A Day With the Nevilles

On Sunday, March 7, 2010, guests were invited to Woodville Plantation to visit the Neville family and their friends as they went about their daily business. Visitors were given a glimpse of everyday life, as it occurred at Woodville Plantation in 1794.

Mr. Presley Neville, his wife Nancy and daughter Anna, spent the afternoon entertaining Mr. James O’Hara and his wife Mary. The early afternoon was spent in the parlour as the ladies worked on their sewing and the gentlemen discussed current events and business. Mr. O’Hara, a prominent shop owner in Pittsburgh, and Mr. Neville spoke of the opportunities available in providing provisions for the military as they travel westward along the Ohio River. Cherry bounce, made by the Nevilles, was served as an aperitif before dining.

At 2:00 pm, the Nevilles and O’Haras went into the dining room to enjoy a fine meal. The table was set à la française, in the French manner of serving. A roasted pheasant, caught the day prior, and roasted pork, from the plantation, were served along with freshly baked bread, boiled potatoes, peas and forced asparagus. To drink, the diners enjoyed spruce and small ales. After the meal was finished, an apple tart and a pot of chocolate were brought out, much to the delight of all.

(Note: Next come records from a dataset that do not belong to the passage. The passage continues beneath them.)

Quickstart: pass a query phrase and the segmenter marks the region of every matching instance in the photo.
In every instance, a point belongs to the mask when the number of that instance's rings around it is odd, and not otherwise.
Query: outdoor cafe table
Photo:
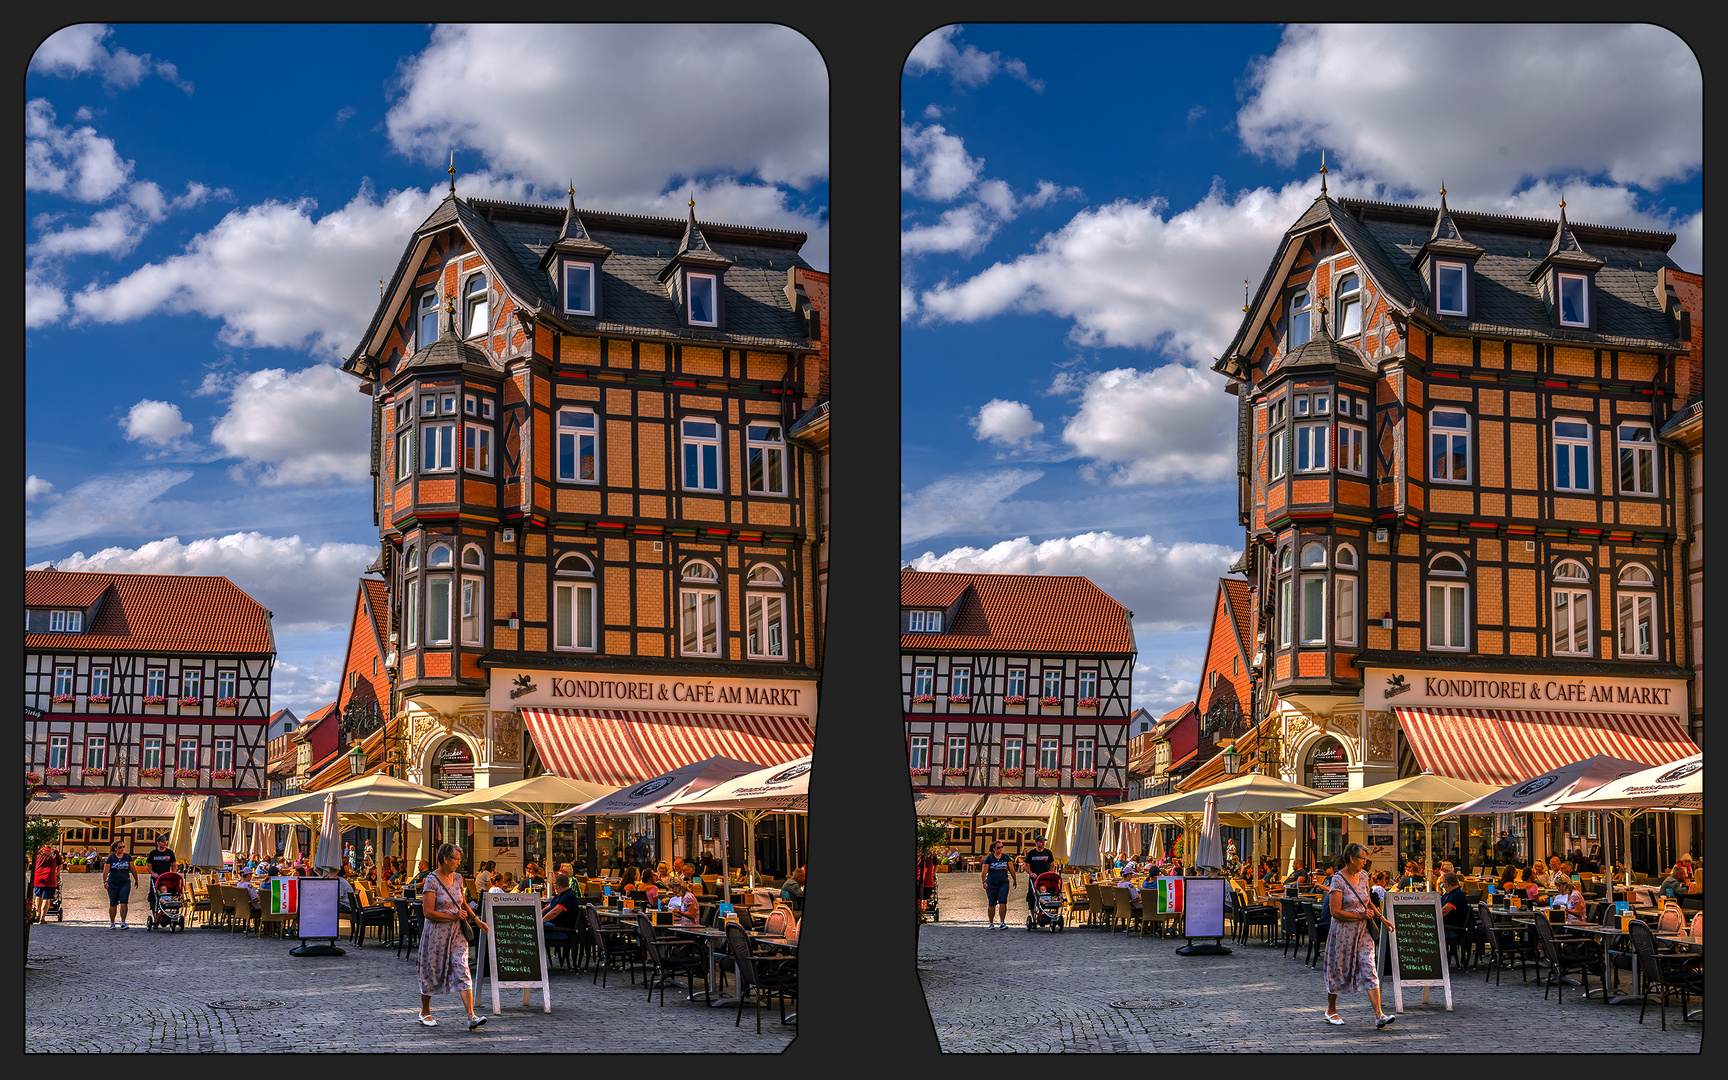
[[[708,985],[708,996],[709,996],[708,1004],[711,1006],[712,1005],[735,1005],[735,1004],[737,1004],[738,999],[736,997],[715,997],[714,993],[713,993],[714,983],[719,978],[719,965],[715,961],[715,953],[718,950],[718,948],[721,945],[723,945],[724,942],[726,941],[726,931],[723,929],[717,929],[717,928],[711,927],[711,926],[668,926],[668,927],[666,927],[666,929],[672,931],[674,934],[682,934],[685,937],[695,938],[698,941],[701,941],[703,943],[703,945],[707,947],[707,949],[708,949],[708,984],[707,985]],[[798,954],[798,943],[795,941],[788,941],[788,940],[786,940],[786,938],[784,938],[778,934],[753,934],[753,933],[750,933],[749,931],[745,931],[745,933],[749,934],[750,941],[752,943],[761,942],[761,943],[767,944],[767,945],[774,945],[774,946],[777,946],[778,948],[790,950],[794,956],[796,956]],[[695,999],[696,999],[696,991],[694,989],[692,989],[690,991],[690,996],[688,998],[686,998],[685,1000],[686,1001],[694,1001]],[[786,1019],[788,1021],[790,1021],[795,1016],[797,1016],[797,1014],[793,1013],[792,1016],[788,1016]]]
[[[1689,938],[1683,934],[1652,934],[1651,936],[1657,941],[1666,941],[1668,944],[1674,946],[1674,951],[1677,953],[1697,956],[1700,959],[1704,956],[1704,940],[1702,938]],[[1637,963],[1638,956],[1636,953],[1633,954],[1632,960],[1634,964]],[[1702,1016],[1703,1014],[1704,1003],[1700,1000],[1698,1007],[1686,1014],[1686,1019],[1690,1020],[1693,1017]]]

Upon finishing these delicacies, the gentlemen excused themselves to partake in more of the cherry bounce, as the ladies retired to the parlour to discuss current fashions. Mrs. Neville once again proved her reputation as a fashionable hostess, as an enjoyable time was had by all.

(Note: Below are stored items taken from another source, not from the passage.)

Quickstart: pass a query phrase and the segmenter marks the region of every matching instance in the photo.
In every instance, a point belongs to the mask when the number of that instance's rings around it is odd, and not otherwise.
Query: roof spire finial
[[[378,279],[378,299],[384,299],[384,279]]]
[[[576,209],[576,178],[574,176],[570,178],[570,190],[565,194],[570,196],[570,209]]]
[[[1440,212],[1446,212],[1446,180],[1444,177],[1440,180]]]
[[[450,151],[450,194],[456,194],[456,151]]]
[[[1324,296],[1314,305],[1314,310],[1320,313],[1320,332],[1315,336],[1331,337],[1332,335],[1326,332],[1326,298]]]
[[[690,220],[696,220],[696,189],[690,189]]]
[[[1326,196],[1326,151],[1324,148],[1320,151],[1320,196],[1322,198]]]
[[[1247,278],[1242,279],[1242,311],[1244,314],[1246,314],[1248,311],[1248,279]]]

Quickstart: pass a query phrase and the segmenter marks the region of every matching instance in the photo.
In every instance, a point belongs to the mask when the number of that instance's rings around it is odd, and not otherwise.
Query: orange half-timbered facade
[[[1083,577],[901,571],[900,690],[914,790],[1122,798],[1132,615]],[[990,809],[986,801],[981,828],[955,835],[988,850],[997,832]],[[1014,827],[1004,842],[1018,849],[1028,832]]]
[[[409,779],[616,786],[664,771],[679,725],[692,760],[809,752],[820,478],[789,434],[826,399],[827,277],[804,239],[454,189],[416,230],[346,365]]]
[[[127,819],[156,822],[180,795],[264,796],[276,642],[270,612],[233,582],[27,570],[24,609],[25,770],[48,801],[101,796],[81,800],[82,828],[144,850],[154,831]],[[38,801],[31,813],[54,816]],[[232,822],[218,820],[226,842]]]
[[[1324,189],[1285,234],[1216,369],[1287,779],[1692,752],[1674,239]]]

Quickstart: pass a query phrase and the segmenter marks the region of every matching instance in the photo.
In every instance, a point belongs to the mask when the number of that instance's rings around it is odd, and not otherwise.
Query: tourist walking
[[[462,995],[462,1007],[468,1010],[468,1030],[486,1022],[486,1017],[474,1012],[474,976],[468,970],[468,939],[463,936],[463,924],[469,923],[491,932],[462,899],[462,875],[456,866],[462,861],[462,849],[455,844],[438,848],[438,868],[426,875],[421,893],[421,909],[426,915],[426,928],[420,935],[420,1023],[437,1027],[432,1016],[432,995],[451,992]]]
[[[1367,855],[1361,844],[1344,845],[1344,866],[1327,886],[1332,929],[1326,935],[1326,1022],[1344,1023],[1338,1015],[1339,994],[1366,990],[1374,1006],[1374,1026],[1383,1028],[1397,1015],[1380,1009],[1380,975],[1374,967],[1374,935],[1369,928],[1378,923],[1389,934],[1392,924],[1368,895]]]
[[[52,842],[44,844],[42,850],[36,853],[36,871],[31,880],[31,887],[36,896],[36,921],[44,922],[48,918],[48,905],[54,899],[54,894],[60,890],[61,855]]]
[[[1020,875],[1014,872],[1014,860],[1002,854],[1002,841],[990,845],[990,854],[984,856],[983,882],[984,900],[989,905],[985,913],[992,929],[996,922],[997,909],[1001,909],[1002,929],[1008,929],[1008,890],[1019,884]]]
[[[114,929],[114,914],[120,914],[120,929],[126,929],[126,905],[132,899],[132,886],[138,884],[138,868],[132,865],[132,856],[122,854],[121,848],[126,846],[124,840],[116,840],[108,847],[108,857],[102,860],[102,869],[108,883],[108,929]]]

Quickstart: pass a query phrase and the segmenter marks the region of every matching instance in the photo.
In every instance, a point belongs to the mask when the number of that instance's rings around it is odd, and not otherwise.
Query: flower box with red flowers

One of the receipts enjoyed during the dinner was asparagus forced in French rolls, an original 18th century recipe published in Hannah Glasse’s The Art of Cookery Made Plain and Easy. Mrs. Glasse was one of the most influential cookbook authors of the 18th century. Her cookbook was first published in London in 1747.

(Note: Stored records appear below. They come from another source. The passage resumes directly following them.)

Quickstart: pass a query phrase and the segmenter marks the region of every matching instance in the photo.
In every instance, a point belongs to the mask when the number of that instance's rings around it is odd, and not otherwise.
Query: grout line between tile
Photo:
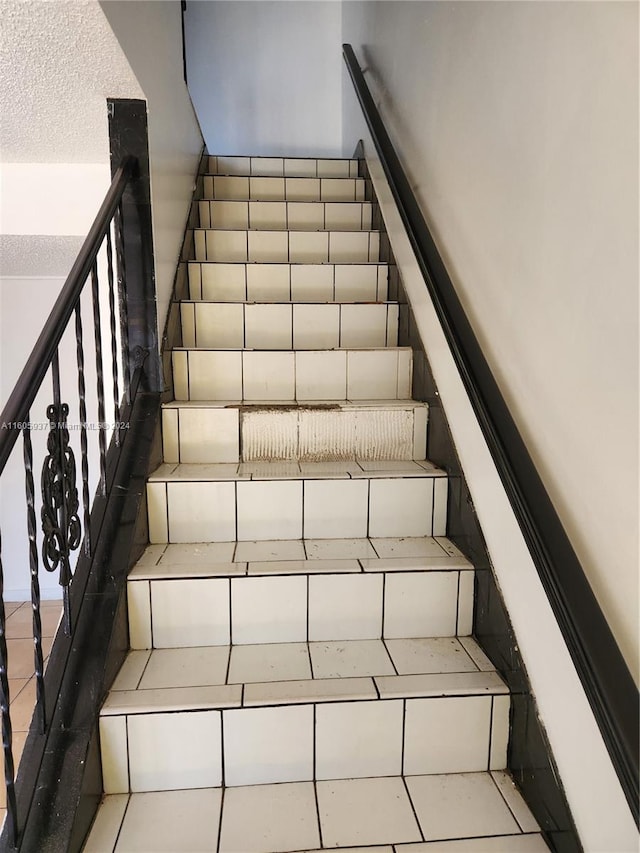
[[[386,575],[386,572],[383,573],[383,576],[384,575]],[[393,659],[393,655],[389,651],[389,647],[387,646],[387,641],[386,641],[385,637],[381,637],[381,640],[382,640],[382,645],[384,646],[384,649],[389,656],[389,660],[391,661],[391,666],[393,667],[395,674],[400,675],[401,673],[398,672],[398,667],[396,666],[396,662]]]
[[[236,540],[237,541],[237,540]],[[248,567],[247,567],[248,571]],[[229,592],[229,660],[231,660],[231,647],[233,646],[233,584],[231,583],[231,578],[227,578],[228,583],[228,592]]]
[[[124,826],[124,821],[127,816],[127,812],[129,811],[129,803],[131,802],[131,792],[127,794],[127,805],[124,807],[124,812],[122,813],[122,820],[120,821],[120,826],[118,827],[118,831],[116,832],[116,837],[113,842],[113,847],[111,853],[114,853],[115,849],[118,846],[118,841],[120,841],[120,835],[122,834],[122,827]]]
[[[402,700],[402,755],[400,761],[400,775],[404,777],[404,741],[407,729],[407,700]]]
[[[489,744],[487,749],[487,772],[491,770],[491,745],[493,743],[493,712],[495,709],[495,696],[491,696],[491,709],[489,712]],[[517,821],[516,821],[517,823]],[[519,826],[519,824],[518,824]]]
[[[318,802],[318,782],[313,780],[313,794],[316,799],[316,817],[318,819],[318,838],[320,839],[320,847],[324,849],[324,841],[322,840],[322,821],[320,820],[320,803]]]
[[[124,716],[124,731],[125,731],[126,742],[127,742],[127,789],[128,789],[127,793],[129,794],[129,799],[131,799],[131,761],[130,761],[131,750],[129,747],[129,715],[124,714],[123,716]],[[127,801],[127,807],[128,806],[129,806],[129,800]],[[126,814],[126,809],[125,809],[125,814]],[[124,816],[122,818],[122,822],[124,823]]]
[[[222,723],[221,723],[222,725]],[[216,842],[216,853],[220,853],[220,842],[222,840],[222,815],[224,811],[224,795],[226,793],[226,788],[224,785],[222,786],[222,791],[220,794],[220,817],[218,819],[218,840]]]
[[[402,778],[402,784],[404,785],[404,789],[407,792],[407,797],[409,797],[409,803],[411,804],[411,811],[413,812],[413,816],[415,818],[415,821],[416,821],[416,824],[418,827],[418,832],[420,833],[420,837],[424,841],[425,840],[424,832],[422,831],[422,826],[420,825],[420,821],[418,820],[418,814],[416,812],[415,806],[413,805],[413,800],[411,799],[411,793],[409,791],[409,786],[407,785],[407,780],[404,776],[404,773],[402,774],[401,778]]]
[[[224,760],[224,714],[221,710],[218,713],[220,714],[220,775],[222,777],[222,790],[224,791],[227,776]],[[220,808],[220,816],[222,817],[222,807]]]
[[[500,785],[498,785],[498,783],[497,783],[497,782],[496,782],[496,780],[495,780],[495,777],[494,777],[494,775],[493,775],[493,774],[494,774],[494,773],[497,773],[497,772],[500,772],[500,771],[497,771],[497,770],[490,770],[490,771],[489,771],[489,776],[491,777],[491,781],[493,782],[493,784],[494,784],[494,785],[496,786],[496,788],[498,789],[498,791],[499,791],[499,793],[500,793],[500,796],[501,796],[501,797],[502,797],[502,799],[504,800],[504,803],[505,803],[506,807],[509,809],[509,812],[511,813],[511,815],[512,815],[513,819],[515,820],[516,824],[517,824],[517,825],[518,825],[518,827],[520,828],[520,833],[521,833],[521,834],[523,834],[523,835],[530,835],[530,834],[535,834],[535,835],[537,835],[538,833],[531,833],[531,830],[525,830],[525,829],[524,829],[524,827],[522,826],[522,824],[520,823],[520,821],[518,820],[518,815],[517,815],[517,814],[515,813],[515,811],[511,808],[511,804],[509,803],[509,800],[505,797],[505,795],[504,795],[504,792],[503,792],[502,788],[500,787]],[[503,772],[504,772],[504,771],[503,771]],[[517,792],[517,788],[516,788],[516,792]],[[526,805],[526,803],[525,803],[525,805]],[[527,806],[527,808],[528,808],[528,806]]]
[[[462,572],[458,572],[457,594],[456,594],[456,636],[460,633],[460,579]]]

To the left, you can see Mrs. Glasse’s original recipe for asparagus forced in French rolls. In this recipe, the word forced actually means stuffed. Mrs. Glasse believed that all things green should have crispness and that “over-boiling took away the sweetness and the beauty” of vegetables. As a result, the asparagus are only lightly simmered, not over cooked. Below is a modern adaptation of the recipe, as prepared by the cooks at Woodville.

Asparagus Forced in French Rolls

30 fresh, thin asparagus spears
4 Tbsp butter
6 small French rolls
6 egg yolks, beaten
1 pint light cream
½ tsp ground nutmeg
Salt to taste

Take 6 small French rolls and cut off the top crusts. Remove the inside bread from each roll. In each of the 6 top crusts, carefully make 3 holes. Melt he 4 Tbsp of butter in a frying pan and brown the rolls on all sides.

Meanwhile, rinse the asparagus and trim the stalks. Cover and simmer in salted water for 7-9 minutes, or until asparagus is tender but not overdone. Remove from heat and drain. Cut the tops of 18 asparagus spears (about 3” in length) and put aside. Take the remainder of those spears, plus the others that you cooked, and cut into fine pieces.

In a saucepan, combine the cream, egg yolks, nutmeg and salt and stir over medium heat until the mixtures thickens and comes to just a boil. Add the cut up asparagus and stir well. Remove saucepan from heat.

Fill the center of each roll with the asparagus mixture. Put the top crusts back on the French rolls. Using the asparagus tops that you put aside, place 1 asparagus spear in each of the 3 holes on the top crusts. The asparagus should look like it’s growing from the top.


  1. has the plantation ever done a coookbook? I would so love that!

  2. We are currently in the planning stages to publish a cookbook. I'll be sure to post updates as we put the book together.